The most important migratory destinations for Latin Americans are found in the United States, Canada and Japan. Latin America is the region of the Americas where Romance languages —particularly Spanish and Portuguese, as well as French—are spoken, it includes more than 20 nations: Mexico in North America. Latin America, can be defined as all those parts of the Americas that were once part of the French, Spanish, or Portuguese Empires; the population of Latin America comprises a variety of ancestries, ethnic groups, races, making the region one of the most diverse in the world. The specific composition varies from country to country: many have a predominance of European-Amerindian, or Mestizo, population. Black and Zambo minorities are identified regularly. White people are accounting for more than a third. Amerindians; the indigenous population of Latin America, the Amerindians, arrived during the Lithic stage. In post-Columbian times they experienced tremendous population decline in the early decades of colonization.
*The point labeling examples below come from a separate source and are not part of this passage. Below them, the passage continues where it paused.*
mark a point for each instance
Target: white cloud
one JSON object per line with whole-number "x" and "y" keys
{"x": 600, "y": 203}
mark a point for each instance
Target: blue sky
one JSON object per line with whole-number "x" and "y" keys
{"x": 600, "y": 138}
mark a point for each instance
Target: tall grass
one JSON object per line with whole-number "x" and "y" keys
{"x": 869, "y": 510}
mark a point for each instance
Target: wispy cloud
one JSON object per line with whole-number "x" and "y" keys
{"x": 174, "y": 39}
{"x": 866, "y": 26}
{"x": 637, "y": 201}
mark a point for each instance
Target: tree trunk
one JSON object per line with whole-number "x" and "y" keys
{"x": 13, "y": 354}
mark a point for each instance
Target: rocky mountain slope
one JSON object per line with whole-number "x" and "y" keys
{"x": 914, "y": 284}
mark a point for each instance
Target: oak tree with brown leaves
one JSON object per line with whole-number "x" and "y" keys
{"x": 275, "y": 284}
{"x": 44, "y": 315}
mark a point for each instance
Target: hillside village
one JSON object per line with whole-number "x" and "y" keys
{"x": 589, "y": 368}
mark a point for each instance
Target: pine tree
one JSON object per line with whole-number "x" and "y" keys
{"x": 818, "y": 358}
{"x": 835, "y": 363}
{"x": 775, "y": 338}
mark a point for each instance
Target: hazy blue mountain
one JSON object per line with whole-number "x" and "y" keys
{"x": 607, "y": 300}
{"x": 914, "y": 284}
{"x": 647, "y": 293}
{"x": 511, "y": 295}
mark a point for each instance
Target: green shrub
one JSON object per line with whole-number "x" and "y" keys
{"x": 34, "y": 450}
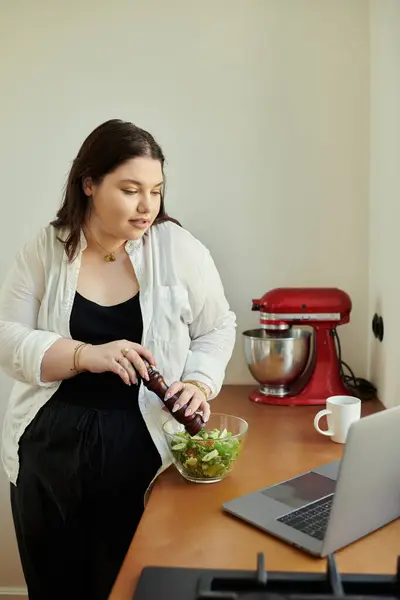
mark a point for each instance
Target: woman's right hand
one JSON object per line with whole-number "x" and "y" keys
{"x": 121, "y": 357}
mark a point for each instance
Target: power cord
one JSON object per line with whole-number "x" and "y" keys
{"x": 362, "y": 388}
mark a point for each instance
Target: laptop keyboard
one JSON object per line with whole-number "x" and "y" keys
{"x": 311, "y": 519}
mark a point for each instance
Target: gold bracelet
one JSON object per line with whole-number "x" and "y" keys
{"x": 200, "y": 386}
{"x": 78, "y": 347}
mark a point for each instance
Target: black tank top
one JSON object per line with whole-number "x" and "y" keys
{"x": 95, "y": 324}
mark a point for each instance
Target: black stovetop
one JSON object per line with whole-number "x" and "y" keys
{"x": 174, "y": 583}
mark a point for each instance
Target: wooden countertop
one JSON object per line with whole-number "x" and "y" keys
{"x": 183, "y": 524}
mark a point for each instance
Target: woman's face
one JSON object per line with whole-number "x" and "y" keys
{"x": 127, "y": 201}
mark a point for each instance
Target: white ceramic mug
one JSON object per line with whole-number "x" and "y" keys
{"x": 341, "y": 412}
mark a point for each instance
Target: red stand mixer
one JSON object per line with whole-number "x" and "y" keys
{"x": 293, "y": 353}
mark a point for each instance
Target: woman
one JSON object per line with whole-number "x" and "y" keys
{"x": 111, "y": 281}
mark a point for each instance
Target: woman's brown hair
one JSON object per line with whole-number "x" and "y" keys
{"x": 106, "y": 148}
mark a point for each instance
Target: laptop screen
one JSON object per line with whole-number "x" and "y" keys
{"x": 301, "y": 490}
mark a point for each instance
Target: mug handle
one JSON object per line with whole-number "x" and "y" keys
{"x": 316, "y": 421}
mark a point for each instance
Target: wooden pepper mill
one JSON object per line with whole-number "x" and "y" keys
{"x": 193, "y": 423}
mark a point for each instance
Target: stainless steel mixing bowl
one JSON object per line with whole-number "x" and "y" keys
{"x": 275, "y": 360}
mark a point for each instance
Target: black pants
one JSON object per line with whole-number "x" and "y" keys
{"x": 79, "y": 498}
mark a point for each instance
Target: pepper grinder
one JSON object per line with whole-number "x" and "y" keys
{"x": 193, "y": 423}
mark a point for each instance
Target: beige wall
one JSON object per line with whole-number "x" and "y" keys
{"x": 262, "y": 109}
{"x": 385, "y": 194}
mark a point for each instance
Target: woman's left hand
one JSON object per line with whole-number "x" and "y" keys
{"x": 193, "y": 397}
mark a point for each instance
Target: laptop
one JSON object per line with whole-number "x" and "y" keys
{"x": 334, "y": 505}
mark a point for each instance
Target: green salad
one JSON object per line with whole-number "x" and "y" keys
{"x": 207, "y": 454}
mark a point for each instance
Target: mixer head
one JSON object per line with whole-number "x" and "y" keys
{"x": 281, "y": 308}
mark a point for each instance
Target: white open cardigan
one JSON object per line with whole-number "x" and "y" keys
{"x": 187, "y": 322}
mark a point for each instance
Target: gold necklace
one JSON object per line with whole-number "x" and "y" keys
{"x": 109, "y": 256}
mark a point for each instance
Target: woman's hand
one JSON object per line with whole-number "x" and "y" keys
{"x": 122, "y": 358}
{"x": 191, "y": 395}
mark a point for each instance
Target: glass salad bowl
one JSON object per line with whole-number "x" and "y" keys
{"x": 211, "y": 455}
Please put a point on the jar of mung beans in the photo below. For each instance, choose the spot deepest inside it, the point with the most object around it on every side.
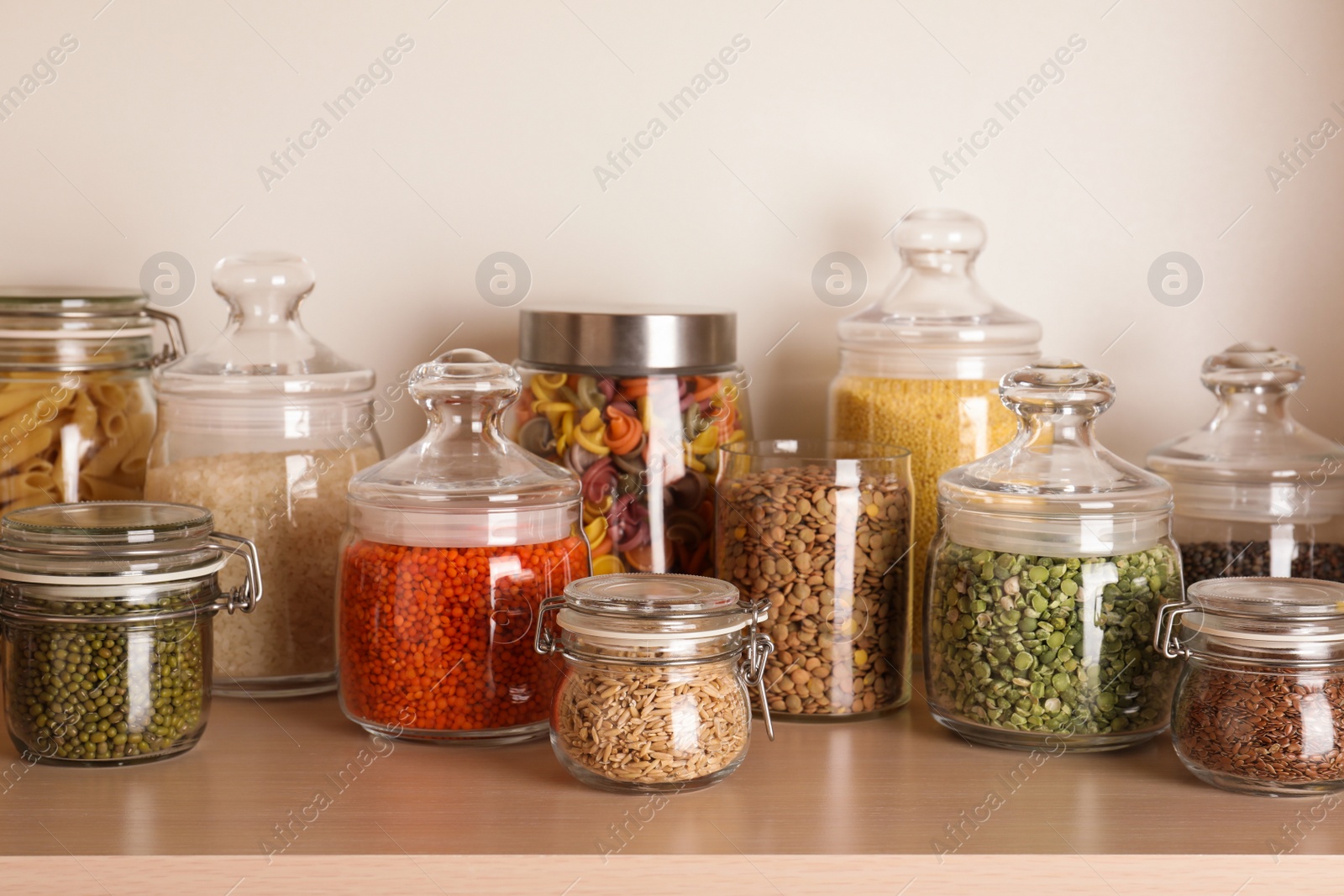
(108, 611)
(921, 367)
(658, 672)
(1052, 562)
(1257, 493)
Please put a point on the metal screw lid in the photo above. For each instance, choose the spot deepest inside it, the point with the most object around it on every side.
(629, 342)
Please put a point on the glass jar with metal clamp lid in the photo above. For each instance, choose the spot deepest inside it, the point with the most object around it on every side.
(1260, 705)
(108, 611)
(77, 407)
(658, 673)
They have since recovered in numbers, surpassing sixty million, though with the growth of the other groups meanwhile, they now compose a majority only in Bolivia and Peru. In Guatemala, Amerindian are a large minority. Mexico's 21% is the next largest ratio, one of the largest Amerindian population in the Americas in absolute numbers. Most of the remaining countries have Amerindian minorities, in every case making up less than one-tenth of the respective country's population. In many countries, people of mixed Amerindian and European ancestry make up the majority of the population. Asians. People of Asian descent number several million in Latin America; the first Asians to settle in the region were Filipino, as a result of Spain's trade involving Asia and the Americas. The majority of Asian Latin Americans are of Japanese or Chinese ancestry and reside in Brazil and Peru. Brazil is home to two million people of Asian descent, which includes the largest ethnic Japanese community outside Japan itself, estimated as high as 1.5 million, circa 200,000 ethnic Chinese and 100,000 ethnic Koreans.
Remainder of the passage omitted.